В перерыве между танцами Ягужинский сказал:
– Аглицкие капитаны посулили мне привезти пять ящиков «Эрмитажу» для вашего величества.
– Почем просили за бутылку?
– Я не торговал, думаю, денег хватит, поскребу ефимков по сусекам.
Петр улыбнулся:
– Ну-ну… А где Брюс?
– Его денщик привез депешу, что задержится; собрал мастеров и архитекторов; обсуждают сообща, как лучше разбить сады в Питерхофе.
– Ну-ну, – повторил Петр, и Ягужинский сразу же понял, что государь изволит пребывать в дурном расположении духа.
– Чарку поднесть? – спросил Ягужинский.
– Не буду.
– Что так?
– Есть что работать поутру… Как Меншиков?
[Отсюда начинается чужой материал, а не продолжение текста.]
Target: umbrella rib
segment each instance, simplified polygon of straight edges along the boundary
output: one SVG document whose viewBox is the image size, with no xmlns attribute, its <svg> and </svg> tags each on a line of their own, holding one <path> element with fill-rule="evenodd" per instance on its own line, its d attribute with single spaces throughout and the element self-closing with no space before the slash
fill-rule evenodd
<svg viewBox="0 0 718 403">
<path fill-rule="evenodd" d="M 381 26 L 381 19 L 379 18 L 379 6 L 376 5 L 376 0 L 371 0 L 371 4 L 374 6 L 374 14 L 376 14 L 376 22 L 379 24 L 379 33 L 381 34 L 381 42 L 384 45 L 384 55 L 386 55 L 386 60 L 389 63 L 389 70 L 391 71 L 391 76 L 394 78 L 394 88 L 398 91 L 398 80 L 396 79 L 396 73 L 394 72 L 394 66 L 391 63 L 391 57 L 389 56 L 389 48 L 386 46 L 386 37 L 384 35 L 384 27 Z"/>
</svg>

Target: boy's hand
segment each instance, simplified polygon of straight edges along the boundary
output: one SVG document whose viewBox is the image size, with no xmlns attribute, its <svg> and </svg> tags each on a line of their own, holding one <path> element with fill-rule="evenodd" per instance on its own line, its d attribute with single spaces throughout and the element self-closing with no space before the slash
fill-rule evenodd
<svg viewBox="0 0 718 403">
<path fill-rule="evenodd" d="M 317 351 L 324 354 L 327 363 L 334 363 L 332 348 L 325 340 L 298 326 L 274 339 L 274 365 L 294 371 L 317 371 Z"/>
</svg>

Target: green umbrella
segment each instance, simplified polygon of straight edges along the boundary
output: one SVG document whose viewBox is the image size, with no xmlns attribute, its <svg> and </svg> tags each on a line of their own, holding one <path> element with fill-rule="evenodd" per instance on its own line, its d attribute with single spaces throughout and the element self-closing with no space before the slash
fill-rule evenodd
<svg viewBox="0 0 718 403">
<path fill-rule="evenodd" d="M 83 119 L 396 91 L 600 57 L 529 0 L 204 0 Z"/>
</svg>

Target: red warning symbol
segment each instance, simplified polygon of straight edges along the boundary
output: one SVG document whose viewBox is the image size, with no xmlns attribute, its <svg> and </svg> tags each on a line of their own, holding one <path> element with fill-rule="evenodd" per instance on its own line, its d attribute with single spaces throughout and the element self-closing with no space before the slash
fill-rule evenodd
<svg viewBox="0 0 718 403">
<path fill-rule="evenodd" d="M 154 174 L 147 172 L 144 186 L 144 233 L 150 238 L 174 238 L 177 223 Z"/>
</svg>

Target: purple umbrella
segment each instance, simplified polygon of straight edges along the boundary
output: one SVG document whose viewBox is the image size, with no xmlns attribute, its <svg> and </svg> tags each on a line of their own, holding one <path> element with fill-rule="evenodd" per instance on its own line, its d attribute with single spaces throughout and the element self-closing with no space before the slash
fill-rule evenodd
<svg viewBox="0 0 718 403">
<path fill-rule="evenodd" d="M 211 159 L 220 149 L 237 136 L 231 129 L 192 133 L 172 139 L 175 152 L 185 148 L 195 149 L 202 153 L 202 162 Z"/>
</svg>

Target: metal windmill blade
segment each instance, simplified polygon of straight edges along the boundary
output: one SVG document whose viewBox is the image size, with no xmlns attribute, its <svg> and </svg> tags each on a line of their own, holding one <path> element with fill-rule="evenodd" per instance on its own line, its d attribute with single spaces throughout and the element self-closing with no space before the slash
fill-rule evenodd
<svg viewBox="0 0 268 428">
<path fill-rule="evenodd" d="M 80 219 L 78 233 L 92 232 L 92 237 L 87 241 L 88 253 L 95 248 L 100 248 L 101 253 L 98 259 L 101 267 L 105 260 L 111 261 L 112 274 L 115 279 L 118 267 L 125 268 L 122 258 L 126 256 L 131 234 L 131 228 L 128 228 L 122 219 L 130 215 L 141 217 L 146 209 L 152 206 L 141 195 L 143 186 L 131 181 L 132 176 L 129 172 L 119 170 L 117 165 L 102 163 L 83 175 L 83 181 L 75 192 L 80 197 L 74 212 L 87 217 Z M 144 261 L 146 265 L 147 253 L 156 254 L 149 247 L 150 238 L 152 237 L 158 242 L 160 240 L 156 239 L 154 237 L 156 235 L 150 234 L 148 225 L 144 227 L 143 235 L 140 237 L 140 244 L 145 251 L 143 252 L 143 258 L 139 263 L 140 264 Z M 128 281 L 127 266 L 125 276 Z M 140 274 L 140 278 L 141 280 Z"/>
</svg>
– Сидит в своей библиотек; размышляет; внимает чтению; поскольку прогулки разрешены ему, ходит помногу, кругов сорок мерит вокруг замка…
– Не просился выезжать за город?
– Не было такой просьбы.
– Какие книги ему читают?
– Не смотрели…
– Пусть поглядят. Человек про то читает, коли в опале, что мечтается ему или же чего боится.
– Посмотрим, – после паузы ответил Ягужинский и сразу же почувствовал, что Петр точно засек эту его паузу.
И верно, – рассеянно спросил:
– Жалеешь светлейшего?
Ягужинский знал, что гнев Петра будет меньшим, если сказать неугодную ему правду, чем лгать.
– Жалею, – ответил он.
– Не так еще жалеть станешь, когда голову ему срубят…
– Рука не подымется.
Петр кивнул на Толстого:
– У него подымется… А ты рескрипт зачитаешь для публикум.
Ягужинский покачал головою:
– Не стану.
– Скажу – станешь.
– Нет.
Петр тяжело обернулся к Ягужинскому, положил ему ладонь на загривок, ощутил сквозь парик, какая крепкая шея у генерал-прокурора и адъютанта, заглянул в зеленые глаза, потом приблизил к себе, поцеловал в лоб и пошел к выходу.
…Приложив палец к губам, шепнул преображенцам, охранявшим вход в детские, чтоб сидели тихо; дежурным камер-дамам повелел о своем визите помалкивать и, тихо отворивши дверь в спальню младшенькой, Лизаньки, подошел к ее кровати на цыпочках, балансируя руками, чтобы, упаси господь, не потревожить сон любимицы.